"The Generic Performance of Ownership." The Construction of Professional Discourse.
Ed. B. Gunnarsson. Longmans, 1997: 42-53.
Performatives Constituting Value: The Case of Patents
Charles Bazerman, University of California, Santa Barbara
Some symbolic systems take certain symbols very seriously. These symbols are given great weight as the fundamental pieces in the game enacted within the system. Symbolic systems based on sacred texts grant great power to those utterances which are designated the words of god, so that all other utterances are held accountable to these divine utterances, which have a kind of trump value. In financial and other economic discourses, amounts of money are an essential referent; here the notorious bottom line is the discursive trump card. In commerce (and the regulating law of commerce), designation of property and ownership are powerful symbolic representations.
Each of these systems requires valid specific instances of these valued classes of symbols in order to continue as vital scenes of social action. A religion based on divine utterances would be in great difficulty if no words of god could be certified, so as to anchor the faith. Literary criticism without valued literature would have little to talk about. Finance with no dollars or kroner is bankrupt. A system of commerce with no designated property and no designated owners would negotiate precious few deals. Thus the symbolic systems depend on the creation or designation of instances of valued symbols.
Although in a symbolic system, a certain class of utterances may carry great weight, each instance must be accepted as belonging to that class and thus admitted as a powerful symbol in the discourse. Each dollar must be recognizable as legitimate--issued in the proper form by the proper authorities who continue to put full faith and credit behind the paper-- and not counterfeit or child's play money. In the Old Testament burning bushes and other miraculous occurrences are reported by Moses and his colleagues as authorizing certain words as the words of god. Literary scholars have procedures for establishing the true text, which then becomes a referent of great power in critical discourse; similarly accountants have well-known and regulated procedures for determining and certifying the figures that represent financial assets and liabilities.

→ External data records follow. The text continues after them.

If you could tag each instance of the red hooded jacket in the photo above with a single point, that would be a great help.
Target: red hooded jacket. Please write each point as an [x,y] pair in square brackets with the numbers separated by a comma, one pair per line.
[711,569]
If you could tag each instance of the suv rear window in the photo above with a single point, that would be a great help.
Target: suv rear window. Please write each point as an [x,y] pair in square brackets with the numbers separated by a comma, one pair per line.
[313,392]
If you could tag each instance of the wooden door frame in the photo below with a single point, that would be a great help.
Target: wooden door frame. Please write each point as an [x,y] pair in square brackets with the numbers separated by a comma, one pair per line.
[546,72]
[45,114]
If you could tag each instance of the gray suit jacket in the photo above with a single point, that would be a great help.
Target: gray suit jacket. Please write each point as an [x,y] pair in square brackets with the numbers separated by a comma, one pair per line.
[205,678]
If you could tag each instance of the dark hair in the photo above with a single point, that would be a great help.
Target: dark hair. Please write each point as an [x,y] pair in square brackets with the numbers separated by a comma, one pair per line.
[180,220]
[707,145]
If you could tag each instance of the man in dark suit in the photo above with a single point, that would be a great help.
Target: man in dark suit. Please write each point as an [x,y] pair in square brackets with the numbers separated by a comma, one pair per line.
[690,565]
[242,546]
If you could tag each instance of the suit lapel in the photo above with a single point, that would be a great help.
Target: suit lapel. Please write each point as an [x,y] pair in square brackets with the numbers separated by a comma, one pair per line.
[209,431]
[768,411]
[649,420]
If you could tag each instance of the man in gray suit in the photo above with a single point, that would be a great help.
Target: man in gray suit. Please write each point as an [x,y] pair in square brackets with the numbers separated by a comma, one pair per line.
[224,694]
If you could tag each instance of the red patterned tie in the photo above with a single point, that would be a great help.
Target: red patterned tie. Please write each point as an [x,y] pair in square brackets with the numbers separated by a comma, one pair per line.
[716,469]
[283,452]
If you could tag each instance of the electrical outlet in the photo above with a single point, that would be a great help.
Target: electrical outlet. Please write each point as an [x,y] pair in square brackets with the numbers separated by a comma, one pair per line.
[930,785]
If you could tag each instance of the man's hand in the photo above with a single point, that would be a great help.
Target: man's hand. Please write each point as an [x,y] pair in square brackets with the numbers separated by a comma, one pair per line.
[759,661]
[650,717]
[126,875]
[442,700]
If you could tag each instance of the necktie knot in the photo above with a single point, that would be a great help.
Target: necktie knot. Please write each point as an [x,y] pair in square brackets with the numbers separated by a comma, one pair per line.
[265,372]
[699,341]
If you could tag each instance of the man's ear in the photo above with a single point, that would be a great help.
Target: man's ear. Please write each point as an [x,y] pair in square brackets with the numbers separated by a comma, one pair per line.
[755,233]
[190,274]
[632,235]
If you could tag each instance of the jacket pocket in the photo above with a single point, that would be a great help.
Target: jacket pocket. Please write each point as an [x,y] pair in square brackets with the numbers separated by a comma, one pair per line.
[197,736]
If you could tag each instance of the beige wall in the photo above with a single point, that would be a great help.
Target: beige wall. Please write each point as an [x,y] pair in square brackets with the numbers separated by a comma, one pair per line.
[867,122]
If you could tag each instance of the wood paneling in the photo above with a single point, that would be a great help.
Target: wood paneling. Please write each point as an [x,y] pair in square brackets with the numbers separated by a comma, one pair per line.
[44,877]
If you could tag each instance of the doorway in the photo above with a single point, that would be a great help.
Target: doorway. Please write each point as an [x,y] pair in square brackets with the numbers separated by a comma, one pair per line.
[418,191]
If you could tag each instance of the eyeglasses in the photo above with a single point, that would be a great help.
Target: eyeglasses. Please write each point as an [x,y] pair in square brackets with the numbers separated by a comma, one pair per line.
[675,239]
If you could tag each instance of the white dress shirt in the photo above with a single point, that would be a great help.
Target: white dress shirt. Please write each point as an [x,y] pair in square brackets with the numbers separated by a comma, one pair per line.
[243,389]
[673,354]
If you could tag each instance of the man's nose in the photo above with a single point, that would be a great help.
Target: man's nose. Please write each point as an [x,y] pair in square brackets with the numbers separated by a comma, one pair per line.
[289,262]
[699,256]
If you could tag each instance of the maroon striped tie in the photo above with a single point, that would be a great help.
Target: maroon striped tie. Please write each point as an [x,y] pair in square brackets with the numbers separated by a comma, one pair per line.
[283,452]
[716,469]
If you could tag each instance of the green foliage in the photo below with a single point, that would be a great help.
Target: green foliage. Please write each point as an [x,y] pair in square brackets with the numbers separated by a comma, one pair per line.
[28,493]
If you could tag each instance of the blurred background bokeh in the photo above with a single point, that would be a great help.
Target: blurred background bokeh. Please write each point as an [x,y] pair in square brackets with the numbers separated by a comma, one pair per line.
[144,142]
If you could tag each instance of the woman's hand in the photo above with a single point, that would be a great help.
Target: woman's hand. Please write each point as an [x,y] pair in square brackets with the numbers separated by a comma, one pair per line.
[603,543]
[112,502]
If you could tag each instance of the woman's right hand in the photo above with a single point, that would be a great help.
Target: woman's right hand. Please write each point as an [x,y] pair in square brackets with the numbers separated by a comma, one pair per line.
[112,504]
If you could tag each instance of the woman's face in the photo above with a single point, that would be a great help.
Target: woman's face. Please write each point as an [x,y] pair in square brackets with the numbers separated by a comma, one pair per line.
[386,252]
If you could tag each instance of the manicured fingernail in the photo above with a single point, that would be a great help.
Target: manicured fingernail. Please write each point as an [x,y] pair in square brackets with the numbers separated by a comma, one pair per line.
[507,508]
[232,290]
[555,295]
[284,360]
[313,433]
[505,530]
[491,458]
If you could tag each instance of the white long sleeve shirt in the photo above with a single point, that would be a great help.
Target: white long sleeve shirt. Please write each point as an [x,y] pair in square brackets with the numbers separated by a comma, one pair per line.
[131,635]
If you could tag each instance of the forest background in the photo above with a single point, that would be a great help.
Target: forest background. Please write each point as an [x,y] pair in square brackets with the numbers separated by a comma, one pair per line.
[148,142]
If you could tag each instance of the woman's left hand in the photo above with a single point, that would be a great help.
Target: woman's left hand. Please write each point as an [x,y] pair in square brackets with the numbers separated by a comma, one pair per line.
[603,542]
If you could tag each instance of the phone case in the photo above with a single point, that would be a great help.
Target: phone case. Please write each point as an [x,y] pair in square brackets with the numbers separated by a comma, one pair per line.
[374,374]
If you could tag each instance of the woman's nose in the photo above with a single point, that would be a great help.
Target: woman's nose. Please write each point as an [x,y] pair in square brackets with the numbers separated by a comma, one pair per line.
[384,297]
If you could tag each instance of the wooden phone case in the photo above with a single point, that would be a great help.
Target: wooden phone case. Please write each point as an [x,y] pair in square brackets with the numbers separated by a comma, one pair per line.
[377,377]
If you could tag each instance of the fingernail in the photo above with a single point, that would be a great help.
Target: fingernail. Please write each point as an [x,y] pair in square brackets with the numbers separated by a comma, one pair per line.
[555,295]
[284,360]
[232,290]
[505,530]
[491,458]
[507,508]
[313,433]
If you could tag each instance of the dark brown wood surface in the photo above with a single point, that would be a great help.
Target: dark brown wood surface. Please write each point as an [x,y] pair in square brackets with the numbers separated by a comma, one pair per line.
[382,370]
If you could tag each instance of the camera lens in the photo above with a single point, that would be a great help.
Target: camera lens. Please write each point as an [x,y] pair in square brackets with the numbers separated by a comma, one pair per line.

In some discourses the procedures by which powerful symbols are born into the discourse are left entirely invisible, and we simply trust the ethical probity of the utterer that the symbol indeed represents the valued commodity it purports to, as when emotions are reported within intimate conversations. Sometimes the creation of valued symbols is regulated by an external procedure enforced by some sort of discursive police, such as the Securities Exchange Commission. But sometimes the status of the symbol must be petitioned for within the symbolic system itself, perhaps through elaborated and regulated procedures. That is, the term or utterance must apply for a valued status within the discursive system by engaging in a set of discursive practices of application or value seeking.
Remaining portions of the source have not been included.